Analyst · Wunderlich

Just to correct the number you gave, it’s 17,793 sites.

Eugene Landy

Analyst · Wunderlich

How many of vacancies do we have?

Samuel Landy

Analyst · Wunderlich

3,000 approximately.

Eugene Landy

Analyst · Wunderlich

3,000 vacancies, 3,000 vacancies is $15 million in potential revenue. And when you analyze UMH, that’s where we are concentrating all our efforts to back to a community program, where we run 100% occupied.

Unidentified Analyst

Analyst

Thank you.

Operator

Operator

And this concludes our question-and-answer session. I would like to turn the conference back over to Samuel Landy for any closing remarks.

Samuel Landy

Analyst · Wunderlich

Thank you, operator.
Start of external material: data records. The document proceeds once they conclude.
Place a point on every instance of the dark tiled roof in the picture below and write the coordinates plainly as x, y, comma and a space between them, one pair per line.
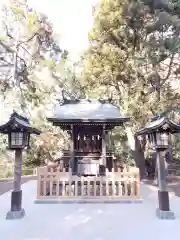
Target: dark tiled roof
18, 122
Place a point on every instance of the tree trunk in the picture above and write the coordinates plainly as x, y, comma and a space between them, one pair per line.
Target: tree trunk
137, 151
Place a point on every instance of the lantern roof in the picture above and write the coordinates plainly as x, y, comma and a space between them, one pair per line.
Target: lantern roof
159, 123
83, 110
19, 123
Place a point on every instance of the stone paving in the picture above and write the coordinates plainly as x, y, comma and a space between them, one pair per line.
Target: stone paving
89, 221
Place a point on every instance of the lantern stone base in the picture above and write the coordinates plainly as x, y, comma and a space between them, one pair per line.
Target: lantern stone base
15, 214
16, 211
165, 214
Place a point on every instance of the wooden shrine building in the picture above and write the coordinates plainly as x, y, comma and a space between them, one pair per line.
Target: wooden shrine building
89, 123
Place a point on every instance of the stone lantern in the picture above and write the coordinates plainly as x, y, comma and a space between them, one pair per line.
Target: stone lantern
158, 131
18, 130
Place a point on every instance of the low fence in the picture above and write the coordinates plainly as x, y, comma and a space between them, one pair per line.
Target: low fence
62, 185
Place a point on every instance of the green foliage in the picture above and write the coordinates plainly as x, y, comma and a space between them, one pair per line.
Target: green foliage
133, 56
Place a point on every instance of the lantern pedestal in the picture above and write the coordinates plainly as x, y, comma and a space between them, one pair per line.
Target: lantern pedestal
163, 212
16, 211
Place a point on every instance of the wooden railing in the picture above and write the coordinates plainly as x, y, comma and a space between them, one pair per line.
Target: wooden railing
54, 184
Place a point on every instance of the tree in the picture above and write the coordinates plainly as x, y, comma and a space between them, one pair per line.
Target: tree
29, 55
134, 53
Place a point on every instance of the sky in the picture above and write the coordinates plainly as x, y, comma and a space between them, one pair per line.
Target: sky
72, 19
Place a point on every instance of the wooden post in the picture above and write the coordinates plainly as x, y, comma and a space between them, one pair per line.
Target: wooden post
104, 146
16, 210
72, 149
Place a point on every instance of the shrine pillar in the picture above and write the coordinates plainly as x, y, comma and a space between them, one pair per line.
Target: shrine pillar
71, 163
104, 146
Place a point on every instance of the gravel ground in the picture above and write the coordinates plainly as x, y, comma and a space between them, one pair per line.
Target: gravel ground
7, 185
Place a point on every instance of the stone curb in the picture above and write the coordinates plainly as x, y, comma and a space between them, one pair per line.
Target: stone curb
95, 201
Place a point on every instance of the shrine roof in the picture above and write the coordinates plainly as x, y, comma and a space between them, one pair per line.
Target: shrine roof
87, 111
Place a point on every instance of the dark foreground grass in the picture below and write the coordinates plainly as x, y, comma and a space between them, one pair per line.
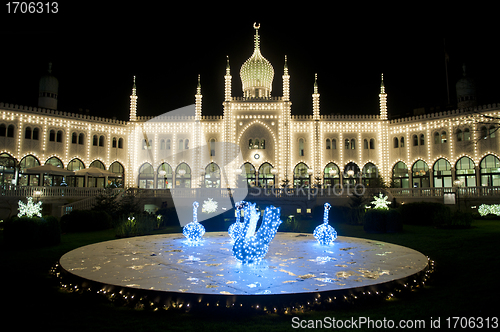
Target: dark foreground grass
465, 284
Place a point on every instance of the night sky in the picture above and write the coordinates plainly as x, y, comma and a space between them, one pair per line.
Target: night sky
96, 53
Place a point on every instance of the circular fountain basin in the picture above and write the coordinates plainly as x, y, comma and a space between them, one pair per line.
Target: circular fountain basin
169, 268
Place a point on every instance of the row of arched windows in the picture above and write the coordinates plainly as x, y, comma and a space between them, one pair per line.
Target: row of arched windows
465, 172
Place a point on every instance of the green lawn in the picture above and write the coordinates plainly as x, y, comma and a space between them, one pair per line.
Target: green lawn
465, 284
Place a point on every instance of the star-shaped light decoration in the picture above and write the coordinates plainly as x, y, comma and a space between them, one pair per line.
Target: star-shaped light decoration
209, 206
381, 202
29, 209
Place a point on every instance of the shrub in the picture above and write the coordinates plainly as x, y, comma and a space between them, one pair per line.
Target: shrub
141, 224
32, 231
424, 213
85, 221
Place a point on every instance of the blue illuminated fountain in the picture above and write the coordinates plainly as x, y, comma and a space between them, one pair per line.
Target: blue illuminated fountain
324, 233
251, 246
194, 230
237, 228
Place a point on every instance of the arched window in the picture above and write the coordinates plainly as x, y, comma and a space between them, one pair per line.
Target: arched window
331, 175
165, 177
146, 176
36, 133
248, 172
10, 131
26, 179
212, 176
443, 137
183, 176
490, 171
351, 174
484, 132
266, 176
420, 171
27, 133
491, 132
119, 170
212, 147
301, 177
52, 135
442, 173
466, 172
400, 177
466, 134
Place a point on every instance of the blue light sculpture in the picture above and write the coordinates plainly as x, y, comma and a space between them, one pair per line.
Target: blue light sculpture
236, 228
324, 233
194, 230
251, 246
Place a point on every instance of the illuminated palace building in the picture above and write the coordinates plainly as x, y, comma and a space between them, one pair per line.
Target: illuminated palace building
445, 149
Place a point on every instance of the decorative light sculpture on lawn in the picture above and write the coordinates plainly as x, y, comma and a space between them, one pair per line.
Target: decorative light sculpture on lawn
381, 202
237, 228
324, 233
251, 246
194, 230
29, 209
485, 209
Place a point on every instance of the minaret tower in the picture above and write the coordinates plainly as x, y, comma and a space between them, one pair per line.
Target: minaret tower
383, 100
227, 80
286, 82
133, 103
197, 103
316, 99
48, 90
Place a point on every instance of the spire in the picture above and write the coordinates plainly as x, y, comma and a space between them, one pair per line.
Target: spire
316, 99
227, 81
133, 103
256, 38
316, 83
286, 82
197, 102
383, 100
198, 87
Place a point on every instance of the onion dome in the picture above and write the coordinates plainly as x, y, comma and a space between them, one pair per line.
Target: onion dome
257, 73
48, 90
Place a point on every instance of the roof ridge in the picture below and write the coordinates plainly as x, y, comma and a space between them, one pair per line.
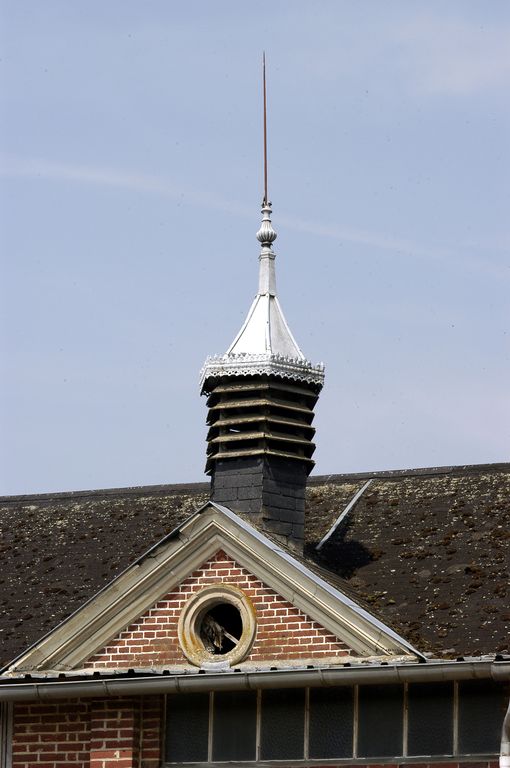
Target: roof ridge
203, 487
396, 473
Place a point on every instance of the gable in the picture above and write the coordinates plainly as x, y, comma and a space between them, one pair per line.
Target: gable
283, 632
168, 564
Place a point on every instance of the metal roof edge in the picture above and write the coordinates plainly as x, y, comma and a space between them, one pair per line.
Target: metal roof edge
253, 680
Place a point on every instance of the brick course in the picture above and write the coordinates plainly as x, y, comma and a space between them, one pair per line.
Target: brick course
88, 733
284, 633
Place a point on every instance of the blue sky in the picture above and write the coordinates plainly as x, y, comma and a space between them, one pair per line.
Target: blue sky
130, 178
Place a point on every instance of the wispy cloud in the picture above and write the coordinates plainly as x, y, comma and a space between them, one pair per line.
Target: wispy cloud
446, 55
44, 169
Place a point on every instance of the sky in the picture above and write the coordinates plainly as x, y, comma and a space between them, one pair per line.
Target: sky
130, 189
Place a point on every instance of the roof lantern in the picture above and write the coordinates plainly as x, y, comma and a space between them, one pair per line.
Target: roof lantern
260, 397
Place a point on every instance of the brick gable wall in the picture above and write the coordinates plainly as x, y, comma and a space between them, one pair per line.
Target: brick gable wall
88, 733
284, 633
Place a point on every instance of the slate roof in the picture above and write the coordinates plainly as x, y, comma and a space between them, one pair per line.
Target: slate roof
427, 550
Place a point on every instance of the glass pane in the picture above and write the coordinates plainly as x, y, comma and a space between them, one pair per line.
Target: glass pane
187, 727
234, 725
482, 706
282, 725
331, 722
430, 719
380, 720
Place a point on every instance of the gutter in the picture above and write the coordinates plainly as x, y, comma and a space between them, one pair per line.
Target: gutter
241, 681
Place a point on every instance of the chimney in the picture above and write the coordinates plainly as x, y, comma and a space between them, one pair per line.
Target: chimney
260, 397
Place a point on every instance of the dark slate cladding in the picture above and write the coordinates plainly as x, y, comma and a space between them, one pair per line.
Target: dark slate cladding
58, 550
426, 550
270, 493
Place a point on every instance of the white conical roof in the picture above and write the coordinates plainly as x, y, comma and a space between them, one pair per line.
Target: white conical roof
265, 344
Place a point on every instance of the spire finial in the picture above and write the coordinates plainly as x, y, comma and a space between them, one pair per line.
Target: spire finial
266, 234
266, 199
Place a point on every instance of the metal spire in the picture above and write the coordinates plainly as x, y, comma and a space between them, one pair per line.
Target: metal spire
265, 200
265, 344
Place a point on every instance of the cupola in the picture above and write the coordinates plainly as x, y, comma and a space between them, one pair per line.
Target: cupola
260, 397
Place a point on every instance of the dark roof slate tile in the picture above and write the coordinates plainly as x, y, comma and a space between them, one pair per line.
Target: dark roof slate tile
426, 550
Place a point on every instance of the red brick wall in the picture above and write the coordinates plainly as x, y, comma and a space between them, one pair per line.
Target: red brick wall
283, 631
91, 733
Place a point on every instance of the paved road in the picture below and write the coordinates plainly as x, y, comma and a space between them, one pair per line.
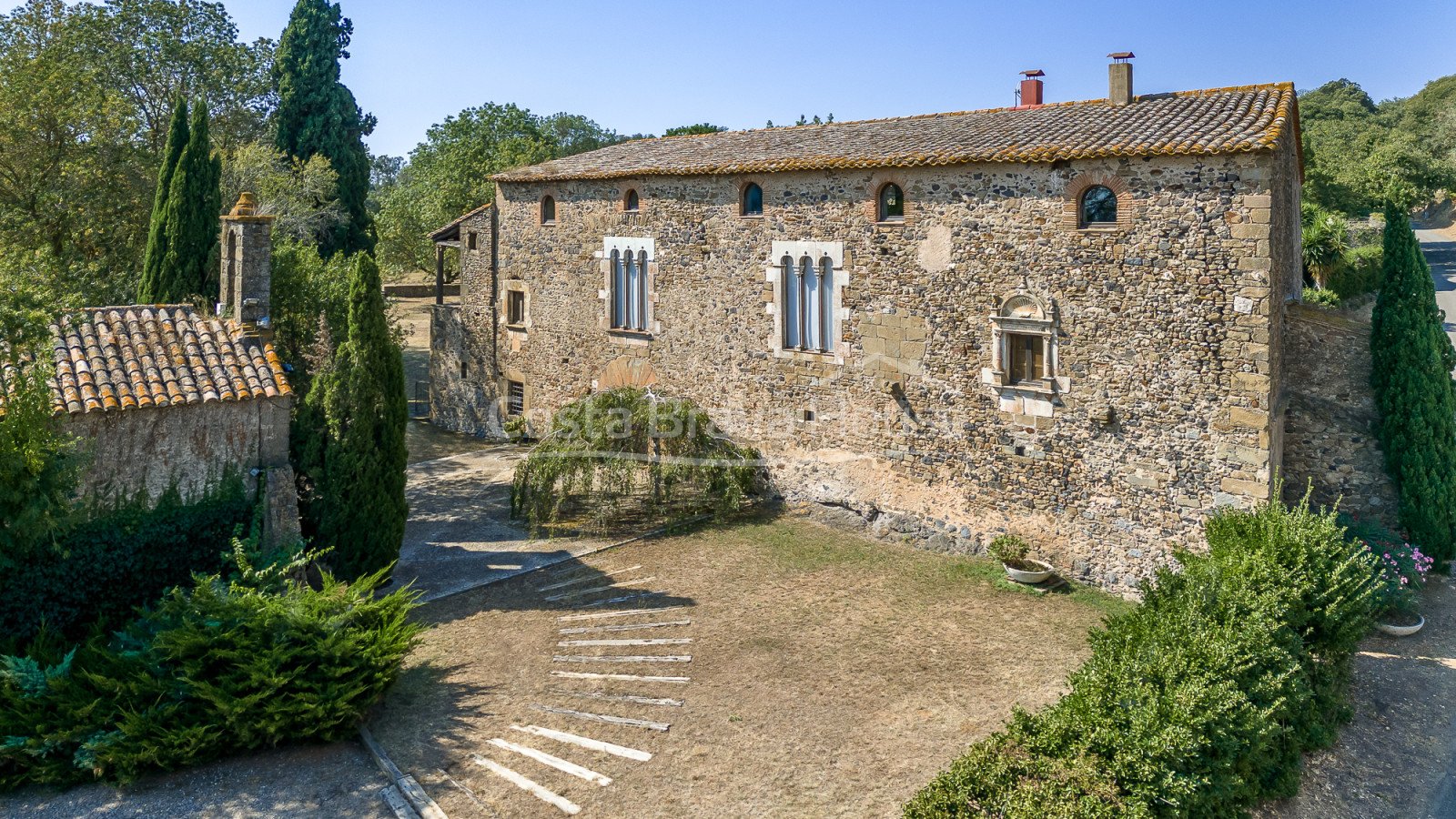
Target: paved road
1441, 254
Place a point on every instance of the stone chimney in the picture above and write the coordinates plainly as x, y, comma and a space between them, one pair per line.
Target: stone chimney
1031, 87
1120, 79
247, 280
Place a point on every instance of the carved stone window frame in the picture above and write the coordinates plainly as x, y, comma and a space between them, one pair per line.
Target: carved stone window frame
1023, 314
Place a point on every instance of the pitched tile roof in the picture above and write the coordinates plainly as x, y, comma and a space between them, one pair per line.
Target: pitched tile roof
1227, 120
136, 356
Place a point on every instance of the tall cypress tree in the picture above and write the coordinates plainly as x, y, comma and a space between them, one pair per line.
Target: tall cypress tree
318, 114
157, 244
1411, 375
359, 499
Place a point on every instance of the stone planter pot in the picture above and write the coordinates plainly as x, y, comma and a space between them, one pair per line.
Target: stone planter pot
1030, 577
1400, 630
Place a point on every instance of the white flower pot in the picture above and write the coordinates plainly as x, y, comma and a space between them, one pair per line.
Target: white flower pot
1030, 577
1400, 630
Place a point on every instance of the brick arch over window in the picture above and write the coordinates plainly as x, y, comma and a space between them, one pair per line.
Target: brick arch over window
1079, 184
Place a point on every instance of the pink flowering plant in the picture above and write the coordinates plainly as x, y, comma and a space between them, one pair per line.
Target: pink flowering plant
1401, 567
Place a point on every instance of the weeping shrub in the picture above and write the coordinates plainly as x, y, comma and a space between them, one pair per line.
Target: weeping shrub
213, 669
631, 445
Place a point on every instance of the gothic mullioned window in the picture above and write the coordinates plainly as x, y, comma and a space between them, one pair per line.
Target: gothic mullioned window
808, 303
630, 290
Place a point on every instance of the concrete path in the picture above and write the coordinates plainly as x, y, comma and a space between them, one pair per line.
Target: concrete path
1441, 254
459, 532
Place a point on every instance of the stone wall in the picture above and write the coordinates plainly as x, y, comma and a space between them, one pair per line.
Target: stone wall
1161, 337
146, 450
1329, 428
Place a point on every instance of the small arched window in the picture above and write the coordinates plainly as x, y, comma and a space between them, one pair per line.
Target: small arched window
752, 200
892, 203
1098, 206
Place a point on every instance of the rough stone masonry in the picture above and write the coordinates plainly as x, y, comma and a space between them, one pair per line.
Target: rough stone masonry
1161, 332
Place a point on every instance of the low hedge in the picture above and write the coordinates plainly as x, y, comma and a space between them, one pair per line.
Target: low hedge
211, 669
1198, 703
114, 560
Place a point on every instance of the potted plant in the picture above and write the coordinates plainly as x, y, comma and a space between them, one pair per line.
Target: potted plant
1401, 576
1012, 552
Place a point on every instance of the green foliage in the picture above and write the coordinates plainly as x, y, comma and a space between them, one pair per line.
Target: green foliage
211, 669
302, 196
450, 172
625, 445
84, 128
1008, 548
1198, 703
104, 564
187, 237
688, 130
354, 465
318, 114
1360, 155
40, 464
1411, 365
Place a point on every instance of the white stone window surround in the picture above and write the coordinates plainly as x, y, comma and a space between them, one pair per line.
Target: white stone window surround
1023, 314
623, 245
839, 315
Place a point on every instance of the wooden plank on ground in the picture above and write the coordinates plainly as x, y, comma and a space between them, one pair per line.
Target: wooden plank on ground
553, 763
621, 676
630, 627
622, 659
628, 612
565, 804
586, 577
619, 697
593, 591
618, 599
587, 742
640, 642
398, 804
648, 724
420, 799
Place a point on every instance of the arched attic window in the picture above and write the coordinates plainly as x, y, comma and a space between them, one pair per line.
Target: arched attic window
752, 200
892, 203
1098, 206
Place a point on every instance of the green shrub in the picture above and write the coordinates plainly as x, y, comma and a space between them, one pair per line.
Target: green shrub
120, 559
1198, 703
210, 671
630, 446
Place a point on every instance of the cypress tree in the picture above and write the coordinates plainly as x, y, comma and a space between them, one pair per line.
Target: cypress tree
318, 114
1411, 373
189, 220
359, 499
150, 286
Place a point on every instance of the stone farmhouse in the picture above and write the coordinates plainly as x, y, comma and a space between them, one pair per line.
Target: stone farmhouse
1060, 319
164, 395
I would like to thank the participants on this call for their continued support and interest in our company. As always, Gene, Anna, and I are available for any follow-up questions. We look forward to reporting back to you after our first quarter. Thank you.

Operator

Operator

The conference is now concluded. Thank you for attending today’s presentation. The teleconference replay will be available in approximately one hour. To access this replay, please dial U.S. toll-free 1-877-344-7529 or international 1-412-317-0088. The conference ID number is 10077524. Thank you and please disconnect your lines at this time.